African American Unemployment Rate Shrinks to 15.8%

The unemployment rate among African Americans improved slightly in February, shrinking from 16.5% to 15.8% for the month, according to Labor Department statistics released Friday.  In contrast, the overall jobless rate remained steady at 9.7%.

Despite the contraction of the African American jobless rate, Secretary of Labor Hilda Solis says there is still much work to be done.

“There is an extremely high number of unemployment in the African American community,” she said. “We want to work with Congress to make sure that more money is available to programs such as Pathways Out of Poverty, which targets high unemployment areas through unique job training opportunities such as retrofitting or weatherizing.”
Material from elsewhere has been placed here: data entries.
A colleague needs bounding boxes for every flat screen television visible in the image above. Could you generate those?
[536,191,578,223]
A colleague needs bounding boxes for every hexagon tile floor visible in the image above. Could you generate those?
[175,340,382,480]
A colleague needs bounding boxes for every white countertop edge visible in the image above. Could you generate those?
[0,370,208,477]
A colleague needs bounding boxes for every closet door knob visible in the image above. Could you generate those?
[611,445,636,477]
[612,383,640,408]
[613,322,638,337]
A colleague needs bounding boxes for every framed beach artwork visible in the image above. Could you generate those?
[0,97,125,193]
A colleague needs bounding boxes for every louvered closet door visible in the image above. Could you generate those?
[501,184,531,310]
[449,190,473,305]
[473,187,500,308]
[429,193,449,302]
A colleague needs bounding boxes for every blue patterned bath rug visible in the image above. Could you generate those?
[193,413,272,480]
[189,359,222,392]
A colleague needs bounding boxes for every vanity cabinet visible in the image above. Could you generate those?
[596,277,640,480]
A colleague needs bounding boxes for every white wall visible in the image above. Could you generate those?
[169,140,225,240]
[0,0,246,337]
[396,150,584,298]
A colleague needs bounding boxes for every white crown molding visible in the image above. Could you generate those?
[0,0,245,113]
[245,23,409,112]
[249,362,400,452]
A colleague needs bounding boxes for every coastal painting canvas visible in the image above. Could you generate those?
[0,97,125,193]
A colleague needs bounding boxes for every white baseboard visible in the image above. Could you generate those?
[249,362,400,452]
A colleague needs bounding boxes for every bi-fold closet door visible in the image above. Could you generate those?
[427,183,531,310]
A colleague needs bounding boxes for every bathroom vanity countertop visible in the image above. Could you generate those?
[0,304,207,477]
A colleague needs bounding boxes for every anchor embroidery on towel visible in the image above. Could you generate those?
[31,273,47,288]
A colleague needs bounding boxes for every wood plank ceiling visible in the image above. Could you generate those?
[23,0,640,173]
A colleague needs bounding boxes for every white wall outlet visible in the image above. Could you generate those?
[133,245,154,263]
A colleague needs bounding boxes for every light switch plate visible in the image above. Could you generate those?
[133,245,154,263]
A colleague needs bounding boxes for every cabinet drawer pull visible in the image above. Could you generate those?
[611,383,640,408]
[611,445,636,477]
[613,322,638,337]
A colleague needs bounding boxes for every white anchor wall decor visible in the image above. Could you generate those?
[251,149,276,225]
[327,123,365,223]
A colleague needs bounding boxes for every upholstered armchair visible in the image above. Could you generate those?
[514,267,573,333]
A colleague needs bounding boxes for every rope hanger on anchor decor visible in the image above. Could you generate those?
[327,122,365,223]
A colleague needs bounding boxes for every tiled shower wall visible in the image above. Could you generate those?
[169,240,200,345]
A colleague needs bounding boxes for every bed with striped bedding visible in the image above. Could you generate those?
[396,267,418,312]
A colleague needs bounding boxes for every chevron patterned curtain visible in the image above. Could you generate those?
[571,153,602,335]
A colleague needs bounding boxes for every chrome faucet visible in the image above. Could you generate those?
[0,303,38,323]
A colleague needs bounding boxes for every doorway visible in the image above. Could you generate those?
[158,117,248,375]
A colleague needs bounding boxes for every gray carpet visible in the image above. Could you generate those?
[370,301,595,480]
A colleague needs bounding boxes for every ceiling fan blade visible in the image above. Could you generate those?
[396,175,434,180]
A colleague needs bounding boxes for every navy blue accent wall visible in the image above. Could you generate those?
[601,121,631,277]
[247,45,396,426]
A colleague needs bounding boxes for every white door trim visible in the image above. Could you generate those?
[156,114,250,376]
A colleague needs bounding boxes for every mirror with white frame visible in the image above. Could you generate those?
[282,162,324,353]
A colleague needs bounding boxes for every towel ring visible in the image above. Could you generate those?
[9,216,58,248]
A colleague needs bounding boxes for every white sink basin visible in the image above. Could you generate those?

Overall 36,000 jobs were vaporized last month, leaving 14.9 million people out of work. The U.S. economy has lost some 8.4 million jobs since the recession began in December 2007. The latest job cuts continued across the employment spectrum. Construction jobs fell by 64,000 and information industry jobs dropped by 18,000, while temporary help services added 48,000 jobs. Healthcare continues to trend upward. Manufacturing and retail trade employment remained unchanged.  Severe winter weather in parts of the country may have affected payroll employment and hours.

Today’s numbers show that the economy is moving in the right direction, says Solis.  “Getting Americans back to work remains one of our main priorities,” said Solis. “It’s important that we look at the trends and the trends show that we are loosing fewer jobs per month which is closer to consistent job creation.”